Laura Beil, host and reporter of Dr. Death, did an amazing job on a series that at times felt like a horror movie, but she just may have topped herself with her new six-part series, Bad Batch, that doesn’t just call into question medical practices, but an entire largely unregulated industry – stem cells.
Here’s the show summary from Wondery:
Patients are offered a miracle cure, but instead they end up rushed to the hospital in critical condition. The race is on to track down what went wrong with several patients in Texas before more people get hurt. The trail leads to a stem cell company with a charismatic CEO, and to an entire multibillion dollar industry where greed and desperation collide.
The bulk of the show is about John Kosolcharoen, the charismatic CEO of Liveyon, an ambitious stem cell company that raced ahead of existing research to provide cure-alls to patients who can afford the $5000 injections. After successfully injecting himself with stem cells and later his mother, he was convinced that he had found the answer that people were looking for, along with a way to make a lot of money.
After people starting getting sick, all the “bad batch” of vials of stem cells were destroyed and the finger-pointing began on who was to blame. John blamed the doctors who purchased the stem cells from him for improper handling of the vials even though the FDA didn’t share his conclusions.
Host and researcher Laura Beil expanded the basic news story to look at the science and regulation behind stem cells and explain it in an easy to understand way. John K, as he’s referred to in the podcast, was more than happy to talk to her because he did not see himself as the villain, which made the story more complicated.

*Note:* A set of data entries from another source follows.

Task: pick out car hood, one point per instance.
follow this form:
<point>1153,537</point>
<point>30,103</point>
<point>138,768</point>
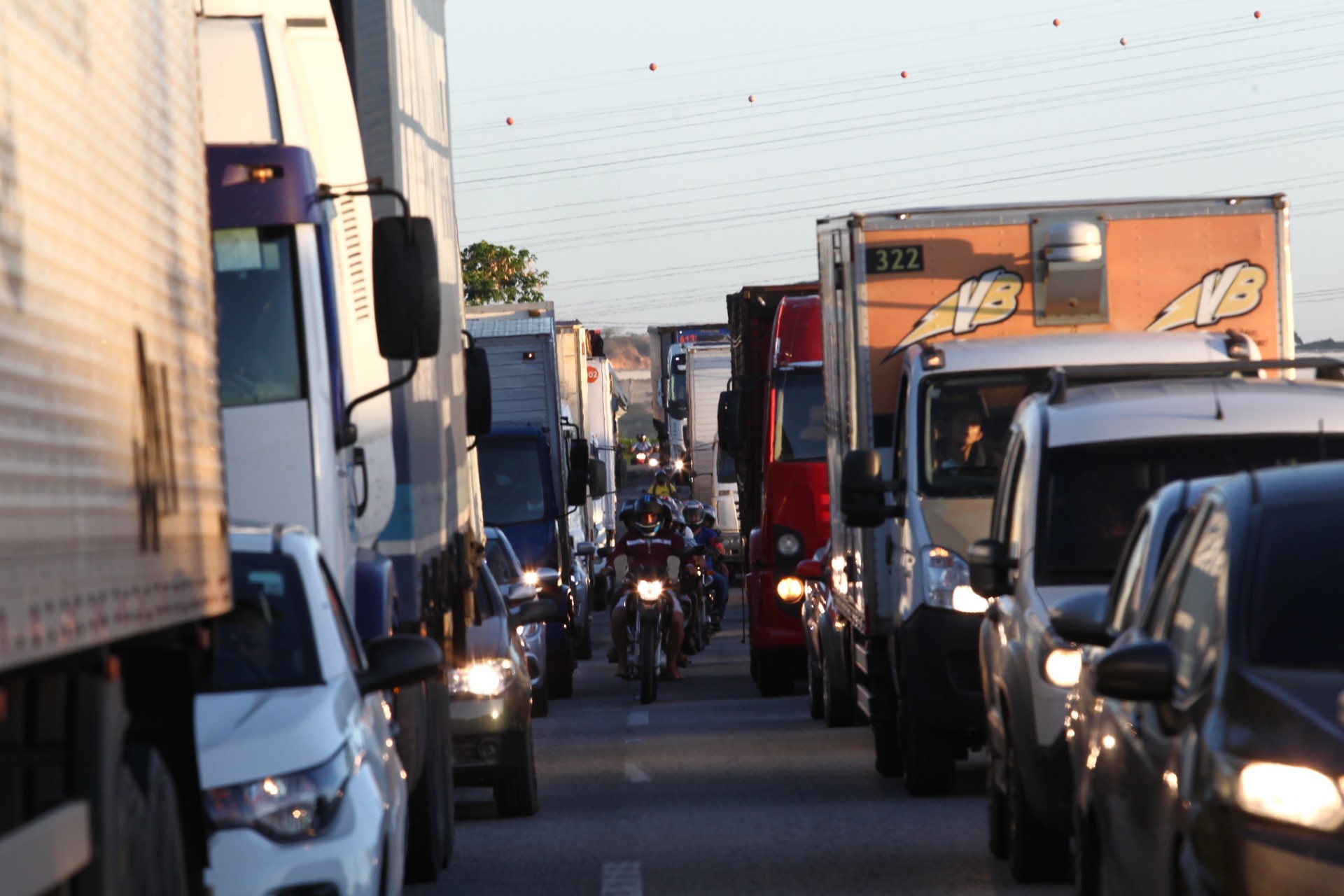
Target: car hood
<point>1291,715</point>
<point>248,735</point>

At a Wondery listening party Q and A for Bad Batch, Laura told me that to tell a big story like this narratively “You have to pick out the details that matter most, but leave in enough to tell the story. You have one central character, the industry itself, the science of it, and the regulations.”
The main reason that any of this happened, according to Beil, is that stem cells are not treated as drugs and the FDA’s attitude is that it’s not a drug to regulate since you’re just moving parts of your own body around.

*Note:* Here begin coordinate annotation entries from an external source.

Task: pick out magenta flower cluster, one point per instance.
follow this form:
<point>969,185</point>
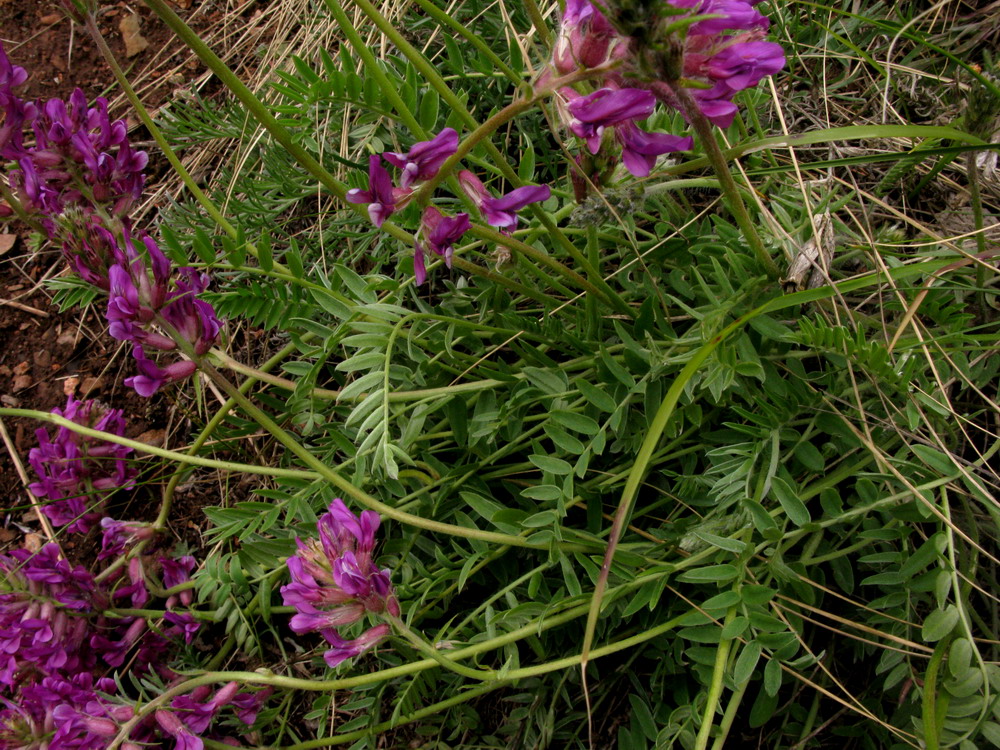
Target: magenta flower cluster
<point>78,179</point>
<point>57,641</point>
<point>75,472</point>
<point>720,52</point>
<point>335,583</point>
<point>437,233</point>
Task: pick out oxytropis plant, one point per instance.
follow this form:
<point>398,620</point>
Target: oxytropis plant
<point>77,179</point>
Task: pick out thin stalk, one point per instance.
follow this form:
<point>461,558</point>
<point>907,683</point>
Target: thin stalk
<point>531,7</point>
<point>929,707</point>
<point>161,141</point>
<point>483,675</point>
<point>474,39</point>
<point>360,496</point>
<point>388,89</point>
<point>208,429</point>
<point>431,75</point>
<point>265,677</point>
<point>246,96</point>
<point>283,137</point>
<point>706,135</point>
<point>972,171</point>
<point>730,716</point>
<point>593,255</point>
<point>715,688</point>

There is a legitimate scientific supported use for stem cells, and the promise is legitimate but they’re being abused. Liveyon spent a million dollars on a commercial seminar for doctors who were pitched on how much money they could make and then given a script of exactly what to say to patients.
Liveyon was preying on people for whom the promise of a miracle cure from stem cells was their last hope for a better life and they were happy to pay whatever it took. Their ads for patients were like siren songs that caused people to want to believe that it’s going to work and that belief creates a placebo effect.

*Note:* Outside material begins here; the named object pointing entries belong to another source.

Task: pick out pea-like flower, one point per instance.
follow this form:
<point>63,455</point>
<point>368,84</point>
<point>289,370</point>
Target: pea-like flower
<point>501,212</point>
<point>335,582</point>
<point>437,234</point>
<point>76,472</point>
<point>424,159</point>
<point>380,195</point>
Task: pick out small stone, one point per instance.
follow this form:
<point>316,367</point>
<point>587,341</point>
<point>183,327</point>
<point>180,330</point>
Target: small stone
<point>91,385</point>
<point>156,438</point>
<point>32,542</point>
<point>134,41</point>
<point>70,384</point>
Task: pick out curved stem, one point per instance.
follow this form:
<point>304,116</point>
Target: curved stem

“I’ve been writing about medicine for 25 years,” Laura says, “and the placebo effect is powerful. The more you pay for something the stronger the placebo effect is.”
Hernan Lopez, the CEO of Wondery, was at the Q and A and asked Laura, “Should the fact that the treatments are cash only be a red flag?”
“Yes!”, Laura responded, “but there are patients that have the idea that medical research is too slow. For those who still want to try stem cells please do your research first.”
The scary part is that there’s still a lot we don’t know about stem cell treatments. As Laura pointed out, we don’t know whose a good candidate and we don’t know whats a safe treatment. “It’s all about informed consent but people aren’t getting it,” she says.
Laura’s advice for people who are desperate for something to happen is to join a clinical trial where you are monitored by doctors with an expected outcome. Unfortunately, there’s evidence that 90 percent of drugs that go into clinical trials don’t work and the general public is often misled by slick advertising that often uses exaggerated or misleading claims.
And beyond all the science and the explanations, there’s the story of the man behind it all. John K. is a quintessentially American figure, a smooth talker who got in over his head Liveyon and he comes across as a very sympathetic character which makes him hard to hate.
It’s an utterly devastating story that hopefully will cause people to think twice before paying cash for the dream of an instant fix to all their problems.